How Journals Handle Preprints

One practical concern for researchers is whether posting a preprint will disqualify their paper from journal submission. Most major journals have answered this question clearly: preprints are fine. Nature, Science, and Cell all accept manuscripts that have previously appeared on established preprint servers, and many specialty journals have followed suit.

The notable exception is the Ingelfinger Rule, named after a former editor of The New England Journal of Medicine. Under this rule, NEJM considers a preprint to be prior publication, making the manuscript ineligible for submission. This is increasingly a minority position, but it still carries weight in medicine. Science has a more nuanced stance: preprints are acceptable, but if the main findings get heavy coverage in the mass media before publication, the journal may question whether the work is still novel enough to warrant a paper.

For most researchers in most fields, though, posting a preprint and then submitting to a journal is now a standard part of the publishing workflow. The preprint establishes a public record and a timestamp, while the journal article provides the formal validation that hiring committees, funding agencies, and other researchers rely on.

How to Read a Preprint Critically

If you encounter a preprint while searching for health or science information, the key thing to remember is that it sits at an earlier stage than a published journal article. Look for the label: preprint servers clearly mark papers as “not peer reviewed.” Check whether a published version exists by following the DOI or searching for the title in Google Scholar. If a journal version is available, read that one instead.

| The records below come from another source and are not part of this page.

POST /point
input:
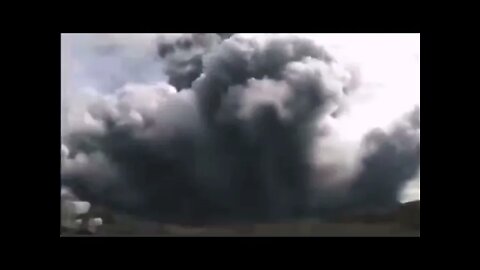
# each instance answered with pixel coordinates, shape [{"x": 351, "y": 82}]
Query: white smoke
[{"x": 124, "y": 71}]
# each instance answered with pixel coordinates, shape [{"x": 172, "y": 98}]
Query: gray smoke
[
  {"x": 236, "y": 143},
  {"x": 184, "y": 55}
]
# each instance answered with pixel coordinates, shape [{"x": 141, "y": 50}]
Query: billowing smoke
[{"x": 252, "y": 135}]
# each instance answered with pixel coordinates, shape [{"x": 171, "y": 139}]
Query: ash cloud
[
  {"x": 184, "y": 55},
  {"x": 236, "y": 142}
]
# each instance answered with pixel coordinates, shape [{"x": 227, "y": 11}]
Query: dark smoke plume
[
  {"x": 236, "y": 143},
  {"x": 184, "y": 56}
]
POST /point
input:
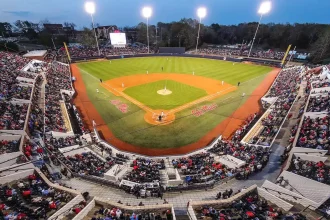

When no published version exists, treat the findings as preliminary. The methods may have flaws that peer reviewers would catch. The conclusions may be overstated. The results may not replicate. None of this means the preprint is wrong, but it does mean the work hasn’t yet passed through the filter that science relies on to separate solid findings from noise. Preprint servers are a powerful tool for accelerating research, but they work best when everyone involved, researchers and readers alike, understands what “not yet peer reviewed” actually means.